Miramax and the Catholic League have been brawling for months over Dogma, a film about holy men behaving badly, which will hit theaters later this year. But even as the filmmakers invoke artistic freedom to defend Dogma's edgy religious scenes, they are quietly considering whether to re-edit other scenes, including one in which a pair of pistol-packing angels, played by Matt Damon and Ben Affleck, bullet-spray a board meeting at a large corporation, and another in which they have massacred a group outside a church. "There's definitely the question of Columbine to consider," says director Kevin Smith.

A chill has settled over Hollywood on the subject of violence. Washington's attacks hit a fever pitch last week, as Republican Congressman Henry Hyde blasted "toxically poisoning" entertainment and tried but failed to get an amendment passed making it a crime to expose children to violent movies. Hollywood lobbyists continue to attack such efforts as a violation of the industry's First Amendment rights. Nevertheless, the Columbine High School shootings and the national kids-and-violence conversation it set off have left Hollywood in an unusually reflective mood.

At pitch meetings and script sessions, in agents' offices and at poolside, the talk is of how many shooting sprees and explosions are too many and how much psychotic knife slashing is more than enough. Scripts are quietly being buried or reworked, movie websites reviewed and ad campaigns rejiggered. "Littleton had an effect on everybody," says Michael Pressman, new executive producer of CBS's Chicago Hope. "People are reeling creatively."

There have been a few highly publicized retreats. The WB network pulled the season finale of Buffy the Vampire Slayer last month because it had Buffy and her pals squaring off with a 60-ft. serpent at a high school graduation. No guns and no fatalities, but the network was still worried that it would be Exhibit A if anyone in a cap and gown were injured anywhere in the country. (The show has been rescheduled for next month.) And the Bravo cable network yanked Teen Sniper School, a guess-you-had-to-be-there satirical segment on Michael Moore's show The Awful Truth that imagined students being given course credit for learning to shoot.
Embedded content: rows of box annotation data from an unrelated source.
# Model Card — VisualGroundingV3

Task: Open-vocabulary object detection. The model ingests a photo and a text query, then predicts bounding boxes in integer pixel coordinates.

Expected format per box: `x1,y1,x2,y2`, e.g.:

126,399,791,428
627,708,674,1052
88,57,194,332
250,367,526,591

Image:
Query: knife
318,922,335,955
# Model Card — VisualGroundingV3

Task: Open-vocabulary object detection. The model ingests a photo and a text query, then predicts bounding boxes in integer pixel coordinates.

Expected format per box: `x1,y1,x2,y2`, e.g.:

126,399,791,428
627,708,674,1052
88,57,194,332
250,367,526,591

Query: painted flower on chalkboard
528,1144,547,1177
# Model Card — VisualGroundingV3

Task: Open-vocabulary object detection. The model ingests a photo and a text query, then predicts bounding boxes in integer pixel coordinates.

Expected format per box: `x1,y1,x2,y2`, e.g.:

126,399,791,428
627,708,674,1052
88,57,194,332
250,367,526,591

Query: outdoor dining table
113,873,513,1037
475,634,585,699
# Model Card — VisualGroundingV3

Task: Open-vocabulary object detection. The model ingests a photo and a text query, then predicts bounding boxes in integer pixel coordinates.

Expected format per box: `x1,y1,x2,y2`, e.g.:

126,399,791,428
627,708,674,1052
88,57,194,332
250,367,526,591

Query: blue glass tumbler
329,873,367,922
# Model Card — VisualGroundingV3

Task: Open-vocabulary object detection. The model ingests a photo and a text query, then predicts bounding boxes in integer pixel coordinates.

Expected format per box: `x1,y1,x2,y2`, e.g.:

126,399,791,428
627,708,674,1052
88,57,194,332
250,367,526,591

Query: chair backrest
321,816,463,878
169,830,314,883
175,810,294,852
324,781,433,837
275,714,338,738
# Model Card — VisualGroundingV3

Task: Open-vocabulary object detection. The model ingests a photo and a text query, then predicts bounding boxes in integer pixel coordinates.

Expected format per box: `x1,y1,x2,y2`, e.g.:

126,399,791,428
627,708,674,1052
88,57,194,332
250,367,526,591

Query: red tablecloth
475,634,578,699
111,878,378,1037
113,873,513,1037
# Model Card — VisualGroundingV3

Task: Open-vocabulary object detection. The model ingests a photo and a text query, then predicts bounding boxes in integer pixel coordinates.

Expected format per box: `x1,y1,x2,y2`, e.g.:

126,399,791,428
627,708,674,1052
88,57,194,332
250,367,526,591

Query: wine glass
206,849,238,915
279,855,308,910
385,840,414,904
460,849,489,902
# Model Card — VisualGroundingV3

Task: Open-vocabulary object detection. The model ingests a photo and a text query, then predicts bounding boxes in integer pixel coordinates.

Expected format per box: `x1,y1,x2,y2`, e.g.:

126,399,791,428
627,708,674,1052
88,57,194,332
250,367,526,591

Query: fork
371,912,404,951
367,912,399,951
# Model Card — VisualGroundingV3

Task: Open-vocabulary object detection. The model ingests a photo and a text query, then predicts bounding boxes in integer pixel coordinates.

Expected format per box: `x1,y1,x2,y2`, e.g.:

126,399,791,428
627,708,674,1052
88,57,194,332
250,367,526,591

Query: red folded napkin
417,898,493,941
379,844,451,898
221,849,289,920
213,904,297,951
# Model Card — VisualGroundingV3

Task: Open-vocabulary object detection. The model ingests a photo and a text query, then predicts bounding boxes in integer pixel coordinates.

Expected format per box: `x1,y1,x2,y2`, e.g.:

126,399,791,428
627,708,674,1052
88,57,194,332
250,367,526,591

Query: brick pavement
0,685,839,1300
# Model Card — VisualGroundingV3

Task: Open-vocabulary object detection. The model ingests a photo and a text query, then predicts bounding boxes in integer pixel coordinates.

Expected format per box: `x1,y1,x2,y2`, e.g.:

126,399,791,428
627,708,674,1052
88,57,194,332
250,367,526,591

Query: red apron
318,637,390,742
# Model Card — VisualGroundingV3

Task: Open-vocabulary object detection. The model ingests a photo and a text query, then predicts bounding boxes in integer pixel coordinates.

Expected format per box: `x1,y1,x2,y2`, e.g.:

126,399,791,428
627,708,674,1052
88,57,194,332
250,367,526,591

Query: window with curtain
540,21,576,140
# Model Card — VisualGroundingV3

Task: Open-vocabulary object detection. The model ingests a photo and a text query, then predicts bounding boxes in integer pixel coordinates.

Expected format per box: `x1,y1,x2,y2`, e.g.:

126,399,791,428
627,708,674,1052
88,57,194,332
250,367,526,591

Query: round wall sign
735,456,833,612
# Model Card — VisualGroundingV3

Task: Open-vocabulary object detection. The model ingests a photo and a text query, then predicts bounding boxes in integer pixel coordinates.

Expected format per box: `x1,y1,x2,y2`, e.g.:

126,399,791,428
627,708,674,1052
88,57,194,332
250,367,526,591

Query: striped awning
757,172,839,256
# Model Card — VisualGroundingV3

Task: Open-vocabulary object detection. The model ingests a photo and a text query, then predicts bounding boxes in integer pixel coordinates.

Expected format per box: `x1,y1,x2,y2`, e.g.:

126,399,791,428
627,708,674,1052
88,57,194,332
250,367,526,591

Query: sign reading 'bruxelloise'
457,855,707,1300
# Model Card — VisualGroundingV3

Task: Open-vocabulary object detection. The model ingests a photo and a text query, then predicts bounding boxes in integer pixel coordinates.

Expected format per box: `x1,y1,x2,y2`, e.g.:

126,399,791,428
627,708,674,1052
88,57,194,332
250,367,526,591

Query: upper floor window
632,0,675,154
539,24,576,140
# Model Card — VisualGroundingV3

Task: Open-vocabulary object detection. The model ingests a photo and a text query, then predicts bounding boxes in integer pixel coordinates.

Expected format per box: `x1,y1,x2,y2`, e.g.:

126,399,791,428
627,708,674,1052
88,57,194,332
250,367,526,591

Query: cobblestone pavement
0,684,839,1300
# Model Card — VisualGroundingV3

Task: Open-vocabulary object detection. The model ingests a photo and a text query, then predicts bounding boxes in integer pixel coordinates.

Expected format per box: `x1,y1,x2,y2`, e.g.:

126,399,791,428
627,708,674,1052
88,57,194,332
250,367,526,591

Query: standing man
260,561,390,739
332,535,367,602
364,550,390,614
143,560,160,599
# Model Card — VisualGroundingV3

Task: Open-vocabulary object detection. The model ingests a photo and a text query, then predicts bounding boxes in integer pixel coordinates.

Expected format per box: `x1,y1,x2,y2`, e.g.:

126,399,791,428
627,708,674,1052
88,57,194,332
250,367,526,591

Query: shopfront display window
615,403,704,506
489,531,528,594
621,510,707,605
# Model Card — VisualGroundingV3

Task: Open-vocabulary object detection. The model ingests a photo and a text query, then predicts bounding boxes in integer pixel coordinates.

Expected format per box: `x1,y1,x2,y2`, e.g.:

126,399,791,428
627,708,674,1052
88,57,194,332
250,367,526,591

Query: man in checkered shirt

There's even more punch pulling going on behind the scenes. Warner Bros. has turned down a chance to be a partner with Disney on Gangs of New York, a Martin Scorsese-Leonardo DiCaprio historical drama in development, in part because of its violent subject matter, sources close to the production say. (Warner Bros. declined comment.) And Disney executive vice president Rob Moore told TIME that the studio will proceed with the movie only if the script's violence is toned down. Sony has been in angst mode for months over its Jeff Bridges-Tim Robbins movie Arlington Road. The paranoia-fueled tale of a man who thinks his next-door neighbors are terrorists, scheduled for release on May 14, was bumped back to July 9 largely because of Columbine, says a marketing source close to the studio. Sony denies it, saying it was just trying to avoid entering a box-office Pod race with The Phantom Menace. Then there's Fight Club, a bare-knuckle-boxing drama starring Brad Pitt that's been roundhoused from its planned Aug. 6 release date and moved to the fall. Fox says the film needs more editing and would face too much competition, but there's no doubt that a little more distance from the Littleton shootings cannot hurt.

Disney Studios chairman Joe Roth says the climate is affecting production of projects like Gone in 60 Seconds, a Nicolas Cage car-theft action pic being made by Jerry Bruckheimer, producer of bone crunchers like Con Air and The Rock. Bruckheimer "is being careful that it's not overly violent, that there's enough humor in it, and there's a dramatic and clear moral message," says Roth. "We didn't not make the picture, but there's more conversation about its specific content."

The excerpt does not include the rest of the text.